Japanese Stocks Swing Between Gains, Losses on U.S. Consumer Confidence
Japanese stocks swung between gains and losses, sending the Nikkei 225 (NKY) Stock Average to the biggest monthly drop in a year, after lower U.S. consumer confidence stoked speculation the Federal Reserve will take further steps to stimulate growth.
Honda Motor Co., a carmaker that gets more than 80 percent of its revenue abroad, rose 1.5 percent, giving the biggest support for the Topix index. Nintendo Co., the world’s largest maker of video-game players, rose 3.9 percent after SMBC Nikko Securities Inc. raised its rating on the company. Taiheiyo Cement Corp. (5233), a cement maker, plunged 15 percent after saying it plans to sell shares to the public.
The Nikkei 225 Stock Average was little changed at 8,955.20 as of the 3 p.m. trading close in Tokyo after falling as much as 0.5 percent. The broader Topix index rose 0.4 percent to 770.60, after declining as much as 0.4 percent. For the month, the Nikkei has fallen 8.9 percent, the biggest monthly loss since May 2010, while the Topix is down 8.4 percent.
“The market has priced in most of the negative factors, and now it depends on the response from policy makers,” said Koichi Kurose, chief economist in Tokyo at Resona Bank Ltd. “While the market won’t go down easily, to go up it needs a view that appropriate policies will be implemented.”
The Topix has lost about 14 percent this year amid concern U.S. growth is sputtering and Europe’s debt crisis will damage the banking system, damping demand in two of Japan’s biggest export markets. The decline has cut the price of shares on the index to 0.9 times book value, the lowest since March 2009.
Futures on the Standard & Poor’s 500 Index climbed 0.3 percent today. In New York, the index rose 0.2 percent yesterday after minutes of the Fed’s meeting this month showed some policy makers favored more aggressive action to stimulate the economy and lower unemployment.
The minutes indicate that Fed officials will more fully debate their options when they meet next month for a two-day meeting that was originally scheduled to last one day. Fed officials at the August meeting discussed a range of tools, including buying more government bonds, to bolster the economy.

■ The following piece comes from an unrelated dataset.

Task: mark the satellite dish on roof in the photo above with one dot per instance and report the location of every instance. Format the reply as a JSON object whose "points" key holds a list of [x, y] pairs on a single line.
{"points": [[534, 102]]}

Exporters to the U.S. advanced, with Honda rising 1.5 percent to 2,474 yen.
Traders gave the biggest support to the Topix index after the group’s gross dividend yield reached the highest since March 2009. The dividend yield was 3.45 percent. Mitsubishi Corp (8058), Japan’s biggest trading company, rose 2.6 yen to 1,302 yen.
“We are not seeing a clear direction,” said Hideyuki Ookoshi, general manager at Chibagin Securities Co. “Valuations such as dividend yield show Japanese stocks are cheap after pricing in the worst-case scenario, while people find it hard to buy due to a slowdown in the global economy.”
Stocks fell earlier after the New York-based Conference Board’s index of U.S. consumer confidence slumped to 44.5, the weakest reading since April 2009, from a revised 59.2 reading in July.
“Economic uncertainty is lingering, while excessive pessimism has receded,” said Hiroichi Nishi, an equities manager in Tokyo at SMBC Nikko Securities Inc. “Consumer confidence was bad, and personal spending is likely to weaken in August after appearing to be good in July.”
Stocks also fell after Japan’s industrial production in July gained less than economists had expected. Sony Corp. (6758), Japan’s No. 1 exporter of consumer electronics, slid 1.8 percent to 1,665 yen.
SMBC Nikko Securities boosted its investment rating on Nintendo to “outperform” from “neutral,” saying pessimism on Nintendo and the home-use game market may be diminishing. The stock gained 4.4 percent to 13,400 yen.
Taiheiyo Cement fell 15 percent to 135 yen, dropping the most in the Nikkei 225, after announcing a plan to raise as much as 37.5 billion yen by selling shares to the public, according to a filing with the Japan’s finance ministry.